Para os aposentados que ganham mais do que o salário mínimo, as regras da aposentadoria mudam.

Segundo o especialista em direito previdenciário, Rodolfo Ramer, o reajuste nesse caso tem como base o Índice Nacional de Preços ao Consumidor (INPC). 

No acumulado deste ano, por exemplo, o INPC está em alta com 3,93%, próximo aos 4,10% estimados pelo governo.

Reajuste pode não ser real

Segundo a projeção divulgada pelo Boletim Focus nesta segunda-feira, 28, a inflação do IPCA de 2020 deve ficar entre 4,39%.

Então, o reajuste de 4,10% projetado pelo governo e pelo INSS para o salário mínimo já chegaria defasado na mão do consumidor final. 

Isso significa que o ganho real com o aumento ainda ficaria abaixo da inflação. Ou seja, os beneficiários continuarão perdendo o poder de compra durante todo o ano de 2021. 

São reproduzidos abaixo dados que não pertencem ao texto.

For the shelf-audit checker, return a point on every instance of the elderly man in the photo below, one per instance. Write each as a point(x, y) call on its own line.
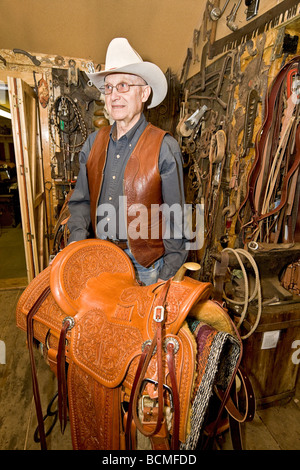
point(131, 172)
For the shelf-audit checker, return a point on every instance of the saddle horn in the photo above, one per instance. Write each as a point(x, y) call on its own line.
point(181, 271)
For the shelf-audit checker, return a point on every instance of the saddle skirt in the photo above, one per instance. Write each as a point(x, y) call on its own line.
point(112, 320)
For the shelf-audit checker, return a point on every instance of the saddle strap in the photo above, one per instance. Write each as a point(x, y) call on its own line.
point(36, 393)
point(61, 378)
point(141, 371)
point(176, 403)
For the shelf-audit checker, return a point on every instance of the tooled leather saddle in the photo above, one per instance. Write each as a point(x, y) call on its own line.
point(132, 362)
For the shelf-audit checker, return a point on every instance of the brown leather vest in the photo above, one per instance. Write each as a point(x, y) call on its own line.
point(142, 187)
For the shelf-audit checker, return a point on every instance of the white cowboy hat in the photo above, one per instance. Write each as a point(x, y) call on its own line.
point(122, 58)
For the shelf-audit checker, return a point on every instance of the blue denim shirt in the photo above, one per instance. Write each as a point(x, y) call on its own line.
point(119, 151)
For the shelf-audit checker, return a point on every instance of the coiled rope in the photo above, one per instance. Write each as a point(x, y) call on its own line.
point(256, 291)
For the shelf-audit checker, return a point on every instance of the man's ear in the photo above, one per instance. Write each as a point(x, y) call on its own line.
point(146, 93)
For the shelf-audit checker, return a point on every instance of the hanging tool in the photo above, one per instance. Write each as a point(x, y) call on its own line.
point(230, 19)
point(216, 12)
point(31, 57)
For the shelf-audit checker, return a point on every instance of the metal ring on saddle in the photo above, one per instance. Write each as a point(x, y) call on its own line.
point(148, 343)
point(155, 383)
point(71, 321)
point(173, 341)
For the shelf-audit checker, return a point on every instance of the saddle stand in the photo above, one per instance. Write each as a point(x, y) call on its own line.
point(135, 365)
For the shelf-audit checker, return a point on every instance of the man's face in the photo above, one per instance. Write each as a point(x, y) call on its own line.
point(126, 107)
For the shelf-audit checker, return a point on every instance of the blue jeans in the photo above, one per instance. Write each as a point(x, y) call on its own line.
point(146, 275)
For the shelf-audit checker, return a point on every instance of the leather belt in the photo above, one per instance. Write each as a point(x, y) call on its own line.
point(262, 146)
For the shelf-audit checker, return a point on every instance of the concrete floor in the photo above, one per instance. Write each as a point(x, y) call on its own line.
point(273, 428)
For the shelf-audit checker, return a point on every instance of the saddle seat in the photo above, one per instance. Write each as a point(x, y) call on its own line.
point(111, 320)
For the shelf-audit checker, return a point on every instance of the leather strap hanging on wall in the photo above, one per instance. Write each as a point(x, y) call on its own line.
point(265, 141)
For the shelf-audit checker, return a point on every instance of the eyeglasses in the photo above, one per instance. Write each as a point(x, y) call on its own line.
point(120, 87)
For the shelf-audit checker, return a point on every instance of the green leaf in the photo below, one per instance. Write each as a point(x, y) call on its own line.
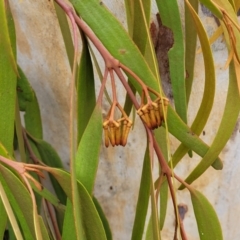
point(87, 155)
point(116, 40)
point(3, 221)
point(86, 99)
point(10, 213)
point(161, 135)
point(209, 88)
point(143, 199)
point(45, 193)
point(89, 213)
point(69, 231)
point(20, 201)
point(43, 229)
point(66, 33)
point(8, 77)
point(163, 203)
point(184, 134)
point(170, 17)
point(190, 47)
point(207, 220)
point(103, 219)
point(25, 92)
point(50, 157)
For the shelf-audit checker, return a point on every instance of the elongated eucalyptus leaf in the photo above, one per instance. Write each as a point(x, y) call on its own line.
point(161, 137)
point(170, 17)
point(3, 214)
point(189, 138)
point(19, 133)
point(121, 47)
point(138, 17)
point(206, 217)
point(88, 150)
point(141, 18)
point(25, 92)
point(20, 201)
point(143, 199)
point(209, 88)
point(103, 219)
point(69, 231)
point(45, 193)
point(91, 222)
point(86, 99)
point(163, 203)
point(3, 221)
point(32, 118)
point(44, 231)
point(66, 33)
point(225, 130)
point(8, 77)
point(212, 7)
point(190, 47)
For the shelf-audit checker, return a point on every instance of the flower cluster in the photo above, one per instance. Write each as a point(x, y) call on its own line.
point(152, 113)
point(116, 132)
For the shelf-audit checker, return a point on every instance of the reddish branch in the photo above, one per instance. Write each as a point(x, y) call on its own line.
point(113, 64)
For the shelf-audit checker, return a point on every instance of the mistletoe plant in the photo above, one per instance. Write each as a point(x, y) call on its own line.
point(130, 58)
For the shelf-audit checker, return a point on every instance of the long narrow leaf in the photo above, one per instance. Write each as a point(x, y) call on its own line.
point(8, 77)
point(86, 99)
point(190, 47)
point(93, 227)
point(170, 17)
point(88, 150)
point(116, 39)
point(10, 213)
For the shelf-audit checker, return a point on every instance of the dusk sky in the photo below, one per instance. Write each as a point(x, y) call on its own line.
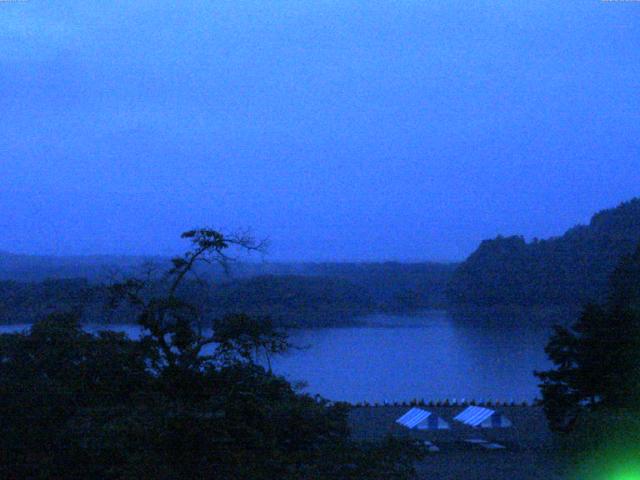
point(341, 130)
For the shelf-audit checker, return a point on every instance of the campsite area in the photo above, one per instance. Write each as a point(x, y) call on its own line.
point(528, 451)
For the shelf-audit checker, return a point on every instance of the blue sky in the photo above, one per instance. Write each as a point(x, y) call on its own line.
point(341, 130)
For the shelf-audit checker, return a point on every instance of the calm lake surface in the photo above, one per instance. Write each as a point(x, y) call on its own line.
point(434, 355)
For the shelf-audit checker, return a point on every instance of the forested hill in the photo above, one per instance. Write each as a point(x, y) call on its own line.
point(319, 294)
point(569, 270)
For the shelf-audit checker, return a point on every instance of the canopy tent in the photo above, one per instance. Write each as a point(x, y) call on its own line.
point(483, 418)
point(422, 420)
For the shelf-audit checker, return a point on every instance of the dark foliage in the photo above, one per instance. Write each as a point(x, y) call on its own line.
point(75, 405)
point(570, 270)
point(596, 359)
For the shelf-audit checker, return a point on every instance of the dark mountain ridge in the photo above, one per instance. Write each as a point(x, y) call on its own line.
point(571, 269)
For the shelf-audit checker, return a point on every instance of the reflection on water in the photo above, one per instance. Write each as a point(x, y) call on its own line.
point(430, 356)
point(435, 355)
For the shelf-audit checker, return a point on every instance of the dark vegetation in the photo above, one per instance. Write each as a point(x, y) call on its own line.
point(176, 404)
point(319, 294)
point(592, 395)
point(573, 269)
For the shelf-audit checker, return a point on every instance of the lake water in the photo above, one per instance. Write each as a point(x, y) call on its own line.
point(431, 356)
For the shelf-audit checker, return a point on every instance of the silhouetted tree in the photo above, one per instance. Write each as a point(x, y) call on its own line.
point(596, 359)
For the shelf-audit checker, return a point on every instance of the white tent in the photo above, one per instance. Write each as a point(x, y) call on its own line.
point(483, 418)
point(422, 420)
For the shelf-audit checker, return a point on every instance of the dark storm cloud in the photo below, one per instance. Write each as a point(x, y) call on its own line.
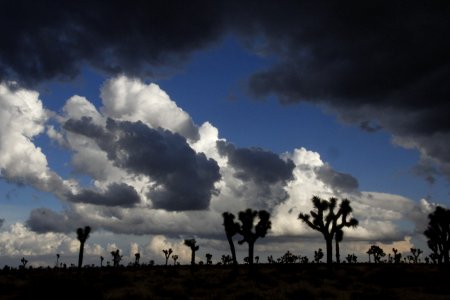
point(339, 182)
point(117, 194)
point(258, 165)
point(376, 64)
point(43, 220)
point(44, 40)
point(184, 179)
point(371, 62)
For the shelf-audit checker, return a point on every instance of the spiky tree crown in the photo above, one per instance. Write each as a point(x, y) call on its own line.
point(231, 227)
point(83, 234)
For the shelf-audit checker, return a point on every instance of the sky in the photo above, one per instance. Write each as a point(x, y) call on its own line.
point(147, 120)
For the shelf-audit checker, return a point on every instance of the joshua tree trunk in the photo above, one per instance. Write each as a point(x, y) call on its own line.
point(338, 256)
point(193, 257)
point(446, 256)
point(329, 241)
point(80, 255)
point(251, 246)
point(233, 251)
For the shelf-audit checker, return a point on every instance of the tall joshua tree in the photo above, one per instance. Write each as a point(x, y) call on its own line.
point(438, 234)
point(167, 254)
point(231, 229)
point(247, 218)
point(331, 223)
point(191, 244)
point(82, 236)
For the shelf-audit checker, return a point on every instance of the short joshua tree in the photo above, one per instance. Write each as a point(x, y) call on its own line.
point(116, 258)
point(376, 252)
point(167, 253)
point(192, 244)
point(318, 255)
point(82, 236)
point(249, 236)
point(208, 258)
point(137, 257)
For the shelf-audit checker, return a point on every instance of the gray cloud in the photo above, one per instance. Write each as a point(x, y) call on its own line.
point(264, 173)
point(43, 220)
point(376, 64)
point(370, 62)
point(339, 182)
point(117, 194)
point(52, 40)
point(184, 179)
point(256, 164)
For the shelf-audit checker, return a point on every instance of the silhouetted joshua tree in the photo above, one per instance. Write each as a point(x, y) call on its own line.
point(191, 244)
point(329, 225)
point(137, 257)
point(438, 234)
point(231, 229)
point(208, 258)
point(57, 260)
point(247, 218)
point(288, 258)
point(24, 262)
point(226, 259)
point(397, 256)
point(415, 255)
point(352, 258)
point(116, 258)
point(376, 252)
point(82, 236)
point(318, 255)
point(167, 254)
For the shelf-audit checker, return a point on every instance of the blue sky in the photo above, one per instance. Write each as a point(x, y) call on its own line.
point(281, 92)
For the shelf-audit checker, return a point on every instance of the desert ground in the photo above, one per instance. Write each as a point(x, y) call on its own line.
point(263, 281)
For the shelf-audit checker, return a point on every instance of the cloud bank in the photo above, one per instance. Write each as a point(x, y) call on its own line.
point(148, 179)
point(375, 64)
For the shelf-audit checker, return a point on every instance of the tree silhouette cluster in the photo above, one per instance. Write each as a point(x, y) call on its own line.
point(327, 217)
point(247, 229)
point(330, 223)
point(438, 234)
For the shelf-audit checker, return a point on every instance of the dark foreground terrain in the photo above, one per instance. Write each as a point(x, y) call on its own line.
point(296, 281)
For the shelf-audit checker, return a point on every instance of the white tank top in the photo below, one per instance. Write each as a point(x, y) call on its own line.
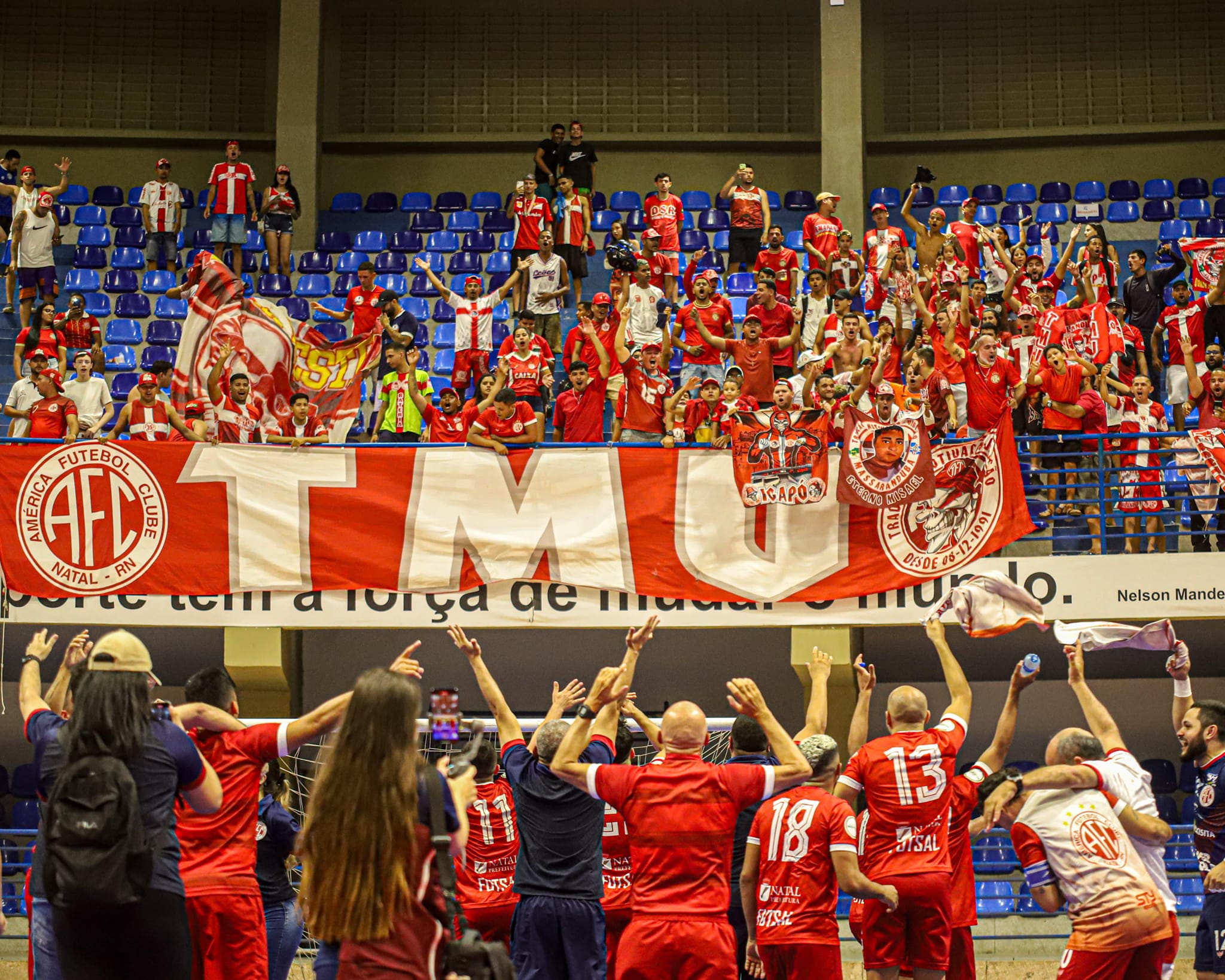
point(544, 277)
point(36, 241)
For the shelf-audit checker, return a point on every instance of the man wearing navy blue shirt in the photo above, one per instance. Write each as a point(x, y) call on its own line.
point(1201, 731)
point(557, 929)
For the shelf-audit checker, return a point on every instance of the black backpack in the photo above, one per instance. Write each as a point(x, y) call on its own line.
point(97, 853)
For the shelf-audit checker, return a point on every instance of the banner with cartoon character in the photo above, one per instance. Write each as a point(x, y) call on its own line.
point(279, 355)
point(885, 463)
point(781, 456)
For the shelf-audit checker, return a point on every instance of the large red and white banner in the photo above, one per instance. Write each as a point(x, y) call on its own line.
point(190, 519)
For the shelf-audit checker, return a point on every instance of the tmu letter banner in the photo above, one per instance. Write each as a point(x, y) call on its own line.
point(193, 519)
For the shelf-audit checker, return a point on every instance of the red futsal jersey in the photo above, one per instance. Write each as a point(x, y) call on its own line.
point(906, 778)
point(798, 831)
point(681, 816)
point(218, 849)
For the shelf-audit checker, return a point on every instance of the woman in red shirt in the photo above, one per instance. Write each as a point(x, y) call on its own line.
point(41, 334)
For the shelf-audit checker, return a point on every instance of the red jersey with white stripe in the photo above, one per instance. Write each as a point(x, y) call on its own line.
point(681, 816)
point(488, 871)
point(218, 849)
point(645, 402)
point(666, 215)
point(1189, 320)
point(798, 832)
point(907, 781)
point(526, 372)
point(531, 217)
point(232, 181)
point(237, 423)
point(474, 321)
point(148, 423)
point(618, 864)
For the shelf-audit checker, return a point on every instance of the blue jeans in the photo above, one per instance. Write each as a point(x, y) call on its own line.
point(285, 924)
point(47, 962)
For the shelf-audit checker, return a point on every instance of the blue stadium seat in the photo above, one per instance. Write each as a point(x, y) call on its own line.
point(157, 281)
point(395, 263)
point(443, 242)
point(451, 201)
point(381, 202)
point(89, 256)
point(394, 282)
point(1193, 209)
point(164, 332)
point(120, 281)
point(464, 221)
point(799, 201)
point(124, 332)
point(313, 286)
point(349, 261)
point(479, 242)
point(484, 201)
point(89, 215)
point(119, 357)
point(95, 235)
point(273, 287)
point(1021, 194)
point(406, 242)
point(170, 309)
point(417, 201)
point(1053, 214)
point(83, 281)
point(426, 222)
point(370, 242)
point(989, 194)
point(334, 242)
point(496, 222)
point(108, 195)
point(1055, 193)
point(1165, 780)
point(1172, 229)
point(154, 353)
point(952, 195)
point(125, 216)
point(1158, 189)
point(1122, 212)
point(74, 195)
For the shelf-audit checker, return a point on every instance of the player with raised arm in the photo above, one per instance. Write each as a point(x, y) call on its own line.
point(907, 780)
point(681, 816)
point(557, 929)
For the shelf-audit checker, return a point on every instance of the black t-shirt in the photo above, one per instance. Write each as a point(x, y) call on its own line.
point(576, 162)
point(550, 161)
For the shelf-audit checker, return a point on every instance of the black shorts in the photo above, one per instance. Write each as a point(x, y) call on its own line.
point(575, 259)
point(743, 245)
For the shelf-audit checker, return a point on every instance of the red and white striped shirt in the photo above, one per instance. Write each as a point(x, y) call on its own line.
point(232, 181)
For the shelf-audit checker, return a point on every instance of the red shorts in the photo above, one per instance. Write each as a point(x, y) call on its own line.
point(961, 955)
point(470, 366)
point(493, 920)
point(802, 960)
point(1138, 963)
point(919, 932)
point(669, 948)
point(228, 938)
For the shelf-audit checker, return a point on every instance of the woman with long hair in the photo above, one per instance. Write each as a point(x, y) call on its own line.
point(369, 886)
point(112, 717)
point(39, 334)
point(275, 835)
point(281, 206)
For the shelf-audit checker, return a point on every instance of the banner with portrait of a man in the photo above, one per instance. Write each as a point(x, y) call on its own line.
point(885, 463)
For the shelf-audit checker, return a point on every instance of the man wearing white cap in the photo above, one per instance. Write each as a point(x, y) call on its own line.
point(162, 210)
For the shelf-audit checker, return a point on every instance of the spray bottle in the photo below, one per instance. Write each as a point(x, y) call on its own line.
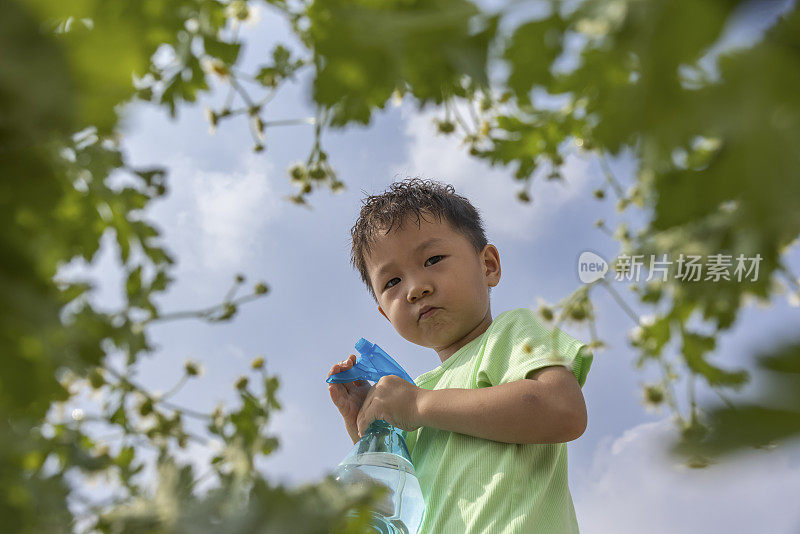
point(381, 456)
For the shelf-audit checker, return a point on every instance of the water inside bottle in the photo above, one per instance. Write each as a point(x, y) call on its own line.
point(402, 508)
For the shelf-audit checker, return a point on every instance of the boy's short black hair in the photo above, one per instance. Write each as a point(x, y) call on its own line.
point(402, 199)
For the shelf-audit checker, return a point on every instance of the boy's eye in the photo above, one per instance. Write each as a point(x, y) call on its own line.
point(432, 257)
point(438, 258)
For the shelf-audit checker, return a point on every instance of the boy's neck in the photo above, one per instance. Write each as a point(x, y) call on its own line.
point(446, 352)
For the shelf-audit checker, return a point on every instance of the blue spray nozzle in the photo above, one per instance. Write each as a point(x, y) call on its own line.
point(372, 364)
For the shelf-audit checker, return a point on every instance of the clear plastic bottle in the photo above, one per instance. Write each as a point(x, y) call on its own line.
point(381, 456)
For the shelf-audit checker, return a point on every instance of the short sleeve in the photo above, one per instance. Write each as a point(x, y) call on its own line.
point(520, 343)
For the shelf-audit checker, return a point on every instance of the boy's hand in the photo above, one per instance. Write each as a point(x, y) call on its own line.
point(394, 400)
point(349, 396)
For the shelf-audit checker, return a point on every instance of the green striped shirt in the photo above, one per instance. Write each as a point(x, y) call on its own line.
point(473, 485)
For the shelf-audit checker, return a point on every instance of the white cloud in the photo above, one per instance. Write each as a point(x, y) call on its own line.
point(492, 190)
point(633, 486)
point(216, 221)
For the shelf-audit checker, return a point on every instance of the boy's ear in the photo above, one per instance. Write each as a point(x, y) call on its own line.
point(491, 261)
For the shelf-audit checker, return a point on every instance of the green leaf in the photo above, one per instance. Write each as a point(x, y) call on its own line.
point(694, 347)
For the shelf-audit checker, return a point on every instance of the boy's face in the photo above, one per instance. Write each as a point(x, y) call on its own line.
point(433, 265)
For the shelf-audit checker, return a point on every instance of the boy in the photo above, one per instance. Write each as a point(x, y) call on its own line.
point(487, 428)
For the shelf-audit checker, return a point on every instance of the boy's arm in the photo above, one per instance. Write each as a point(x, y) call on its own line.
point(545, 407)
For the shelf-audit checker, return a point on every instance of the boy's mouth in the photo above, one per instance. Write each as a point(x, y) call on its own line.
point(427, 311)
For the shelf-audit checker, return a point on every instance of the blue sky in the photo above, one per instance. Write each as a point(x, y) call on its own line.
point(225, 215)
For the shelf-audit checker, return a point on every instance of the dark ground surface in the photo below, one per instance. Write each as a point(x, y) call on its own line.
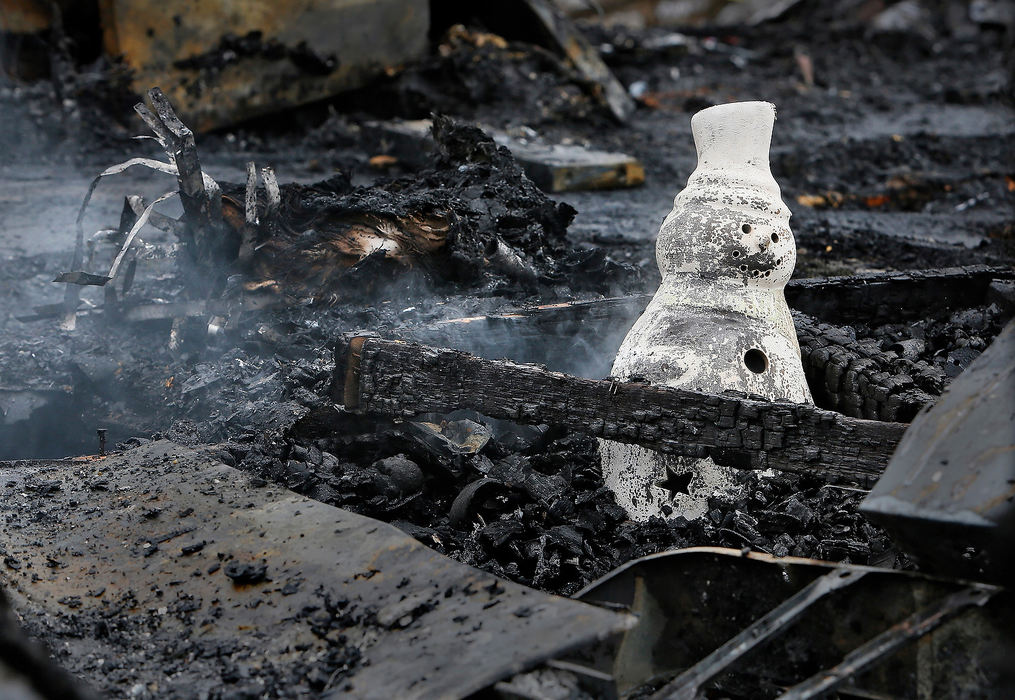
point(897, 157)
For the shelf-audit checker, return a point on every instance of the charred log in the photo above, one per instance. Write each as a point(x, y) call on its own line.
point(406, 379)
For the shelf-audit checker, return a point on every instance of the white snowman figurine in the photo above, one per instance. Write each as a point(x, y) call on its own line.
point(719, 320)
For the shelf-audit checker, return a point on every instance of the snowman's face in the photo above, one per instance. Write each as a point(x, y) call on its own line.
point(754, 248)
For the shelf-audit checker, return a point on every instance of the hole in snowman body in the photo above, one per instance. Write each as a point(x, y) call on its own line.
point(756, 360)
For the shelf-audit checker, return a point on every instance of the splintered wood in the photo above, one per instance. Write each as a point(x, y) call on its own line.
point(404, 379)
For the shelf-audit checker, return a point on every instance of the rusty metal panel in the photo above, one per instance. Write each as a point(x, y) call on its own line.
point(712, 614)
point(162, 554)
point(203, 55)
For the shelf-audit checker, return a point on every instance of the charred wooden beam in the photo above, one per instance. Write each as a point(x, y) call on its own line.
point(893, 296)
point(404, 379)
point(856, 378)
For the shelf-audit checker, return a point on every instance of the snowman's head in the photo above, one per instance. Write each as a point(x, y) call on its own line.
point(730, 222)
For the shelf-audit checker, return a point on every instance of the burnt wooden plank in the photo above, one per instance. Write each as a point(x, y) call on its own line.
point(552, 166)
point(893, 296)
point(404, 379)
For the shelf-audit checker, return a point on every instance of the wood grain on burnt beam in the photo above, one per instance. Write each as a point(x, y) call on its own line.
point(405, 379)
point(893, 296)
point(854, 377)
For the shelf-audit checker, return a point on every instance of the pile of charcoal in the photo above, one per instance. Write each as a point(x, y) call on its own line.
point(529, 503)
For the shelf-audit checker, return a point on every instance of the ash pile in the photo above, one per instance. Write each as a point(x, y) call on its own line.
point(278, 344)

“Esse tipo de reajuste vem sendo desde 2019. Nos governos anteriores, eles tinham o aumento real, isso fazia com que o salário mínimo subisse muito. Esse aumento era positivo para os aposentados, mas negativo na economia do sistema do Brasil, pois criava um déficit para que a Previdência pagasse para grande parcela dos aposentados”, afirmou Ramer ao Valor Investe.